Die Entschuldigung blieb aus
Jupp Angenfort – ein Fall von Unrechtsjustiz in der frühen Bundesrepublik Deutschland
Am kommenden Dienstag werden in Düsseldorf Familienangehörige, Freunde und Kampfgefährte Abschied von Josef (Jupp) Angenfort nehmen, der am 13. März im Alter von 84 Jahren verstorbenen ist (s. ND 16.3.) Mit keinen anderen Kommunisten »befassten sich die Instanzen so nachhaltig wie mit ihm«, war im März 1969 im »Spiegel« zu lesen. »Und so geriet Josef Angenfort zum fatalen Symbol politischer Strafverfolgung, die im Kalten Krieg allzu hitzig verfuhr.« Im Internetdienst Wikipedia ist über ihn zu lesen: »Gegen ihn wurde wohl das erste Zuchthausurteil eines bundesdeutschen Gerichts wegen einer politisch motivierten Straftat nach 1945 gefällt, das höchste Strafmaß, das überhaupt in dieser Zeit gegen einen Kommunisten verhängt wurde.«
Der langjährige Vorsitzende der westdeutschen Freien Deutschen Jugend (FDJ) Jupp Angenfort war am 3. März 1953 unter Bruch seiner Immunität als (jüngster) Landtagsabgeordneter der KPD verhaftet und am 4. Juni 1955 vom 6. Strafsenat des Bundesgerichtshofes (BGH) wegen »Vorbereitung eines hochverräterischen Unternehmens« und des »Vergehens der Zersetzung« zu fünf Jahren Zuchthaus verurteilt worden. Der »Fall Angenfort« ragt aus der Zahl von insgesamt rund 10 000, vornehmlich gegen Mitglieder der 1956 verboten KPD verhängten politischen Urteilen durch die Härte der Strafe und ihren Platz in der innenpolitischen Auseinandersetzung dieser Zeit heraus.

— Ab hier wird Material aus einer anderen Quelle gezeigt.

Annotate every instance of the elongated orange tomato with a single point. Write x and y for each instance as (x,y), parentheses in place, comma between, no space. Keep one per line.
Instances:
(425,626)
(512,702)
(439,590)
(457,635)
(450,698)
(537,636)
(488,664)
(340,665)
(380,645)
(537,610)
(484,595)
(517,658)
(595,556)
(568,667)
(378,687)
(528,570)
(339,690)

Das Entsetzen über das Strafmaß lässt sich aus den Worten von Walter Mentzel ablesen, der als Parlamentarischer Geschäftsführer der SPD-Bundestagsfraktion das Urteil in der Debatte über den Bundeshaushalt 1955/66 zur Sprache brachte. »Ist dieses Strafmaß überhaupt haltbar?« fragte der 1933 von den faschistischen Machthabern aus dem Amt gejagte Jurist, der mit Angenfort im nordrhein-westfälischen Landtag und zeitweilig Innenminister von Nordrhein-Westfalen gewesen war. »Vergleicht man dieses Urteil mit den milden Urteilen gegen Kopfjäger aus den hitlerschen KZs, gegen viehische Mörder, die nachträglich noch begnadigt werden, dann ist man empört darüber, dass Menschen vor dem Richterstuhl so behandelt werden. Wir sind in Westdeutschland wieder soweit, dass alle Gegner des Bundeskanzlers als Bolschewisten oder des Hochverrats angeklagt werden.«
Nicht minder massiv die Kritik des sozialdemokratischen Staatsrechtlers Professor Wolfgang Abendroth. Der BGH sei mit dem Urteil gegen Angenfort »weit über das hinausgegangen, was er sich bisher geleistet hat«. Fünf Jahre Zuchthaus seien eine Strafe, »die für das gleiche Delikt noch in den ersten Jahren des Dritten Reiches gar nicht hätten verhängt werden können, weil drei Jahre Zuchthaus die Höchststrafe für die Vorbereitung eines Hochverräterischen Unternehmens war«.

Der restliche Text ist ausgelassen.